Senators from Balochistan Mir Kabir Ahmad Shahi and Jehanzaib Jamaldini raised voice against nomination of Javed Jabbar as member of the National Finance Commission from Balochistan.
MQM Senator Mian Mohammad Ateeq Shaikh said the world would “completely” change in the next few months due to the coronavirus pandemic. Noting that there was an opportunity to earn from home, he urged the government to direct banks to provide loans with low mark-up to the youth for purchasing laptops and smartphones.
The Senate unanimously adopted a resolution thanking China for its strong support and timely assistance to Pakistan during the current coronavirus crisis. The house through the resolution expressed its deep appreciation to the government and people Chinese for their unflinching role as ‘all-weather friends’ of Pakistan.
The Senate rejected the baseless propaganda against China from certain quarters, which stems from geopolitical rivalry and is more an attempt to divert attention from their own internal failings as it has no factual basis.
Policy statement on Kashmir
Foreign Minister Shah Mehmood Qureshi, while making a policy statement on Kashmir in the house, said India was continuously committing violations along the Line of Control to divert the attention of the world and give a wrong impression to it that there was an infiltration going on in India from launching pads from across the borders.
He said these violations had increased to an alarming proportion and since January this year, India has committed 975 violations [along the LoC] in which six civilians were martyred and 69 critically injured. He said the international community and other human rights bodies were criticising the BJP-led government in India due to Pakistan’s diplomatic initiatives and outreach.
The minister said coronavirus-related lockdowns were making the world realise about the restrictions of fundamental freedoms being faced by the people of India-held Kashmir since last year. “Today the world is realising what a lockdown feels like. But Kashmiris have been under a continuous military siege and lockdown for the last nine months,” he said.
He said Kashmiris had been deprived of their fundamental freedoms such as right to life, right to health, right to food, right to assembly and right to expression since India striped the region of its special status last year.
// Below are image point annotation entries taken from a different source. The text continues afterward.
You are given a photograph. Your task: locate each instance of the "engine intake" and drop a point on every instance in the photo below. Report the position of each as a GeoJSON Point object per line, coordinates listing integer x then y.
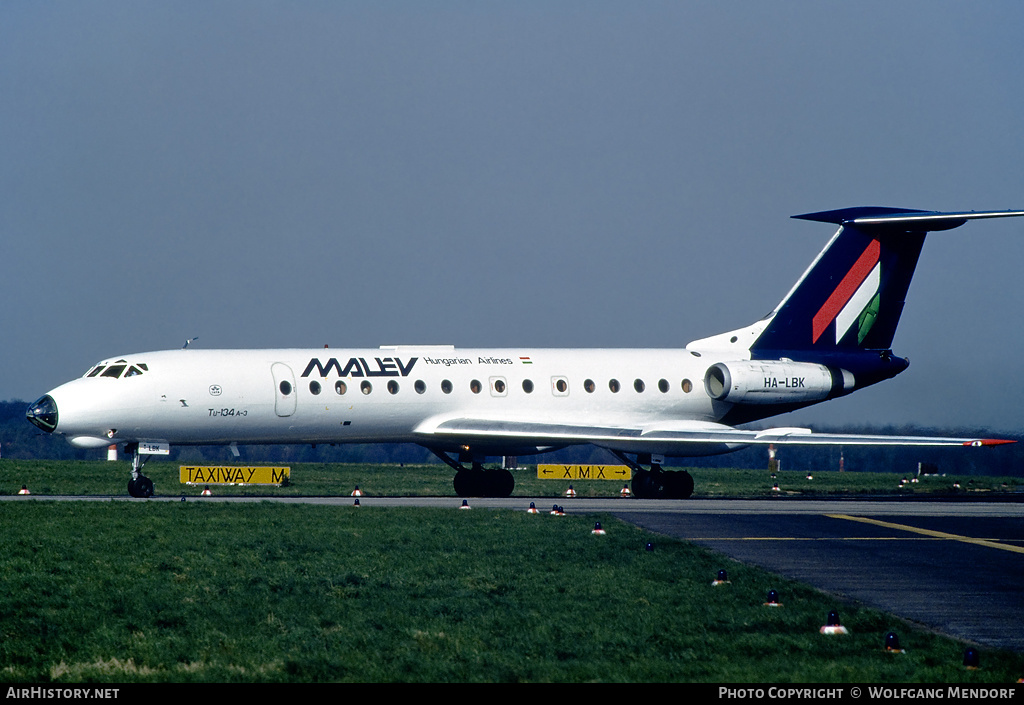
{"type": "Point", "coordinates": [772, 381]}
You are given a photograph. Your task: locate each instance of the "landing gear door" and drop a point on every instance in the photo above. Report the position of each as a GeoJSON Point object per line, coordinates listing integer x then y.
{"type": "Point", "coordinates": [284, 389]}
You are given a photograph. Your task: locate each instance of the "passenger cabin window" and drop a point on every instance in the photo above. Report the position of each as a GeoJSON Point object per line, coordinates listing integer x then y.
{"type": "Point", "coordinates": [559, 386]}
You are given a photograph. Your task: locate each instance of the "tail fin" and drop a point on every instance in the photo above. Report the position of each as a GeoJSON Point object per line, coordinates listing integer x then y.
{"type": "Point", "coordinates": [852, 295]}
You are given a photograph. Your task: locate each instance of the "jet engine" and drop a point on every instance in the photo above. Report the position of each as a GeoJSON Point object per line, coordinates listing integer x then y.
{"type": "Point", "coordinates": [771, 381]}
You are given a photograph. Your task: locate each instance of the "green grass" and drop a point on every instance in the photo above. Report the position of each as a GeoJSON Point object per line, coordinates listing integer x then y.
{"type": "Point", "coordinates": [117, 591]}
{"type": "Point", "coordinates": [100, 478]}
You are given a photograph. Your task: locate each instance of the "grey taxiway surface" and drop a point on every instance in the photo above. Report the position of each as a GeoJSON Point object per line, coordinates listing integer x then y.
{"type": "Point", "coordinates": [954, 567]}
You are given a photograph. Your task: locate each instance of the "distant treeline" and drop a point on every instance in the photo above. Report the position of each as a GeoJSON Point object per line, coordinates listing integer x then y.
{"type": "Point", "coordinates": [20, 440]}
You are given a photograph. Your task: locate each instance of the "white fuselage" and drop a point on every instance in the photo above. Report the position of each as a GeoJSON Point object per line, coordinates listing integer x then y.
{"type": "Point", "coordinates": [195, 397]}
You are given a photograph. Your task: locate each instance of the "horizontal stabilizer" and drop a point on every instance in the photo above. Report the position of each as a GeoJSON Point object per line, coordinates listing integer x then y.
{"type": "Point", "coordinates": [867, 217]}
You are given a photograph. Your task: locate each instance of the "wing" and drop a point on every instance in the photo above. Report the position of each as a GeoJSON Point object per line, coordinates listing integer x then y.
{"type": "Point", "coordinates": [682, 439]}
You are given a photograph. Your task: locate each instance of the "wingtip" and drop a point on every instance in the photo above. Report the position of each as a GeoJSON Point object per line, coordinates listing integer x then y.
{"type": "Point", "coordinates": [987, 442]}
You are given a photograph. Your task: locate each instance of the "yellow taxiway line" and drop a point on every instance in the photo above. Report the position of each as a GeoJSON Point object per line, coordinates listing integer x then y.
{"type": "Point", "coordinates": [933, 534]}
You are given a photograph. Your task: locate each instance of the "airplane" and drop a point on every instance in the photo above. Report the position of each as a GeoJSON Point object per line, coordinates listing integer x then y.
{"type": "Point", "coordinates": [830, 335]}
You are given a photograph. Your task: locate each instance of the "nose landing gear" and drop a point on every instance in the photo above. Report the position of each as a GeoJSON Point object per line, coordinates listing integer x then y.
{"type": "Point", "coordinates": [139, 486]}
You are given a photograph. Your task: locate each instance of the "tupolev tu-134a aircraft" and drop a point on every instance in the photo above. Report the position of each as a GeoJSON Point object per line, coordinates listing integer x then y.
{"type": "Point", "coordinates": [829, 336]}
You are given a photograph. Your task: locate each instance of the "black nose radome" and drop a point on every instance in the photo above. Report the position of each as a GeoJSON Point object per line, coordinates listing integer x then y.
{"type": "Point", "coordinates": [43, 413]}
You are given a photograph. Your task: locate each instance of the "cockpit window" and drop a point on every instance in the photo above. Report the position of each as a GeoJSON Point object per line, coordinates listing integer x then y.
{"type": "Point", "coordinates": [116, 369]}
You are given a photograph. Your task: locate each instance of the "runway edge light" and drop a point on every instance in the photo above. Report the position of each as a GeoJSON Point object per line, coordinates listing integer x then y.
{"type": "Point", "coordinates": [833, 625]}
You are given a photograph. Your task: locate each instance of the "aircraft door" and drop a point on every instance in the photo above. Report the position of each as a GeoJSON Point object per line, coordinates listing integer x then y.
{"type": "Point", "coordinates": [284, 389]}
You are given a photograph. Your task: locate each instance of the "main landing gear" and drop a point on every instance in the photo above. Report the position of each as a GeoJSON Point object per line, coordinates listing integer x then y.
{"type": "Point", "coordinates": [655, 483]}
{"type": "Point", "coordinates": [139, 485]}
{"type": "Point", "coordinates": [477, 481]}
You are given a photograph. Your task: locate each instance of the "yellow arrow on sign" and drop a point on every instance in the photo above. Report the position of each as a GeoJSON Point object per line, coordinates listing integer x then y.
{"type": "Point", "coordinates": [616, 472]}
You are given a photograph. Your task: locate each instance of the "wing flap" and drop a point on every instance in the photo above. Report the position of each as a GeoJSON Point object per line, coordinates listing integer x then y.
{"type": "Point", "coordinates": [681, 440]}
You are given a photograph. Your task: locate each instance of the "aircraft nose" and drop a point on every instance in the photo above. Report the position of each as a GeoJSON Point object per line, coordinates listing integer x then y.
{"type": "Point", "coordinates": [43, 413]}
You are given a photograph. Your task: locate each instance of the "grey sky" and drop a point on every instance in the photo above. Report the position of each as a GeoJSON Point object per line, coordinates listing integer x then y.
{"type": "Point", "coordinates": [497, 174]}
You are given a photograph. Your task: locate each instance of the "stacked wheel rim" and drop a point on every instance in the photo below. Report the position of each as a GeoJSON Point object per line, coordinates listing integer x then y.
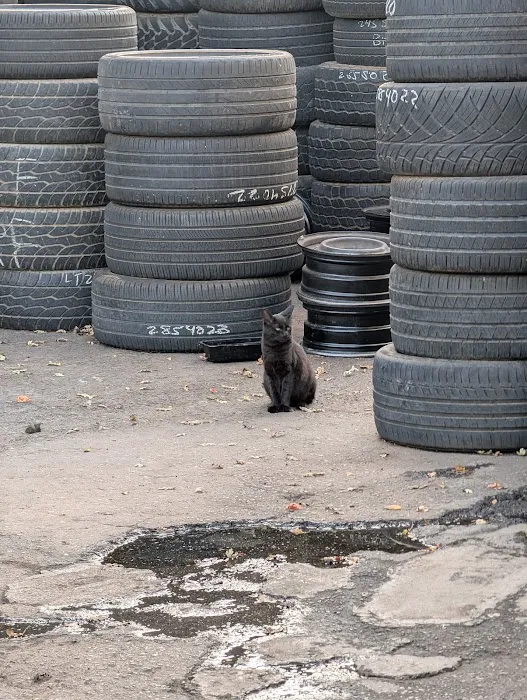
{"type": "Point", "coordinates": [345, 292]}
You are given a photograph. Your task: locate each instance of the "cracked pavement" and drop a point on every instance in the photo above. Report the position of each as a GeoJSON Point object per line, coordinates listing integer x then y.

He said Pakistan wanted that India should be held accountable for its human rights violations in occupied Kashmir and other parts its own country.
“We want that international media and international observers should be allowed to visit IHK to see the situation there,” he said, adding that lockdown enforced in the held valley on Aug 5 last year and restrictions of peaceful assembly should be lifted from the disputed region immediately. “Food supplies should be restored [in the valley]… and draconian laws in IHK should be scrapped once for all,” he said.
Mr Qureshi demanded that Indian immediately withdraw its 900,000 occupation forces from held Kashmir and reverse its step of annexation of the disputed region. “We want to say that Pakistan will continue to highlight state terrorism of India at international forums and we stand by the wishes of the people of Kashmir about their right to self-determination,” he said.
The minister said they could have had their political differences but they were one when it came to Kashmir.